Coco Rocha Wants You to Stop Saying "Real Woman"

by Arielle Dachille

She's been historically vocal about how the term "Plus size" model needs to be retired indefinitely, and now Coco Rocha has weighed in on the Myla Delbasio CK controversy. In a nutshell, her opinion is this: labelling bodies in any form is problematic, and people need stop using the term "real woman" because all bodies are real, for Pete's sake.

On Thursday, the supermodel spoke with Huffington Post at an Autograph Collection Hotels event in New York. Responding to a question about the hubbub surrounding Myla Delbasio, the "plus sized" model and star of Calvin Klein's most recent campaign who people believed didn't look too much like a plus-sized model, Rocha said:

"I didn't really hear about the Calvin Klein thing ... but I have spoken out on the whole subject of plus-size models -- I don't even like a title: petite, short, high fashion, runway. It should all just be in one genre, it's just a model. Even when they say 'real women.' I hate that too. We're all real. When someone tells me that I'm not real, I say to them, 'Well, what about me isn't real?' I have not changed my figure. This is who I am. My mom [has this body], this is genetics. So for anyone to be called plus-size, petite or 'not real,' it just frustrates me."
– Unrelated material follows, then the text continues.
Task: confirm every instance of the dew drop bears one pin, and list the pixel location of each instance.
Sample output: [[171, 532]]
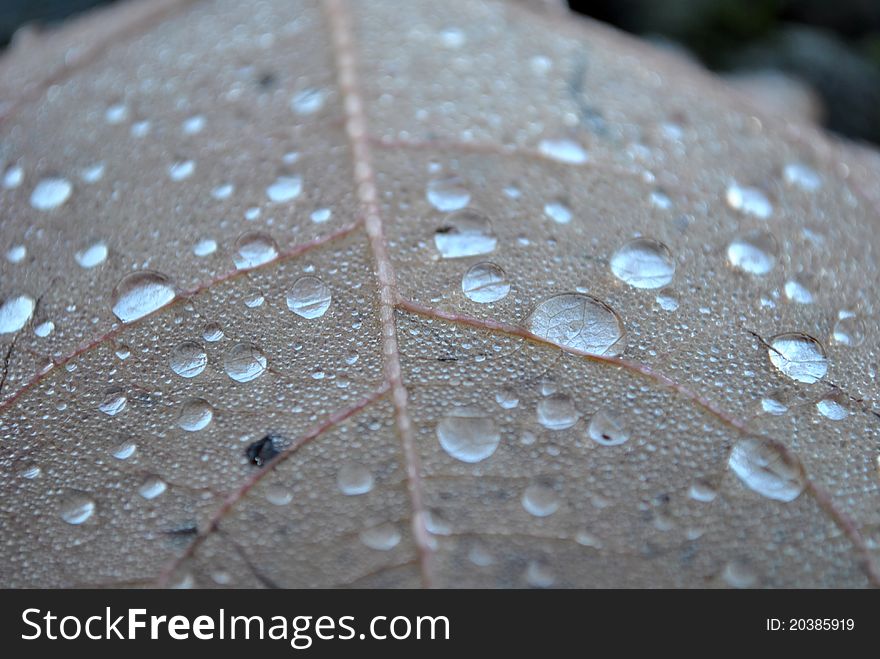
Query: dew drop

Exactly! Yes! 10 points for Gryffindor!

Rocha's point is entirely on the mark. Whether labels are used to qualify where a model fits within the fashion market (petite, high-fashion, runway, plus-sized) or decrying an arbitrary beauty standard ("real woman"), making value judgments on any type of body is damaging to everyone. Shaming or pejoratively labelling bodies in any form just indicates we should all believe we aren't good enough in one way or another.

I think we can all agree on one thing. When people use the language of arbitrary beauty standards to define people, nobody wins.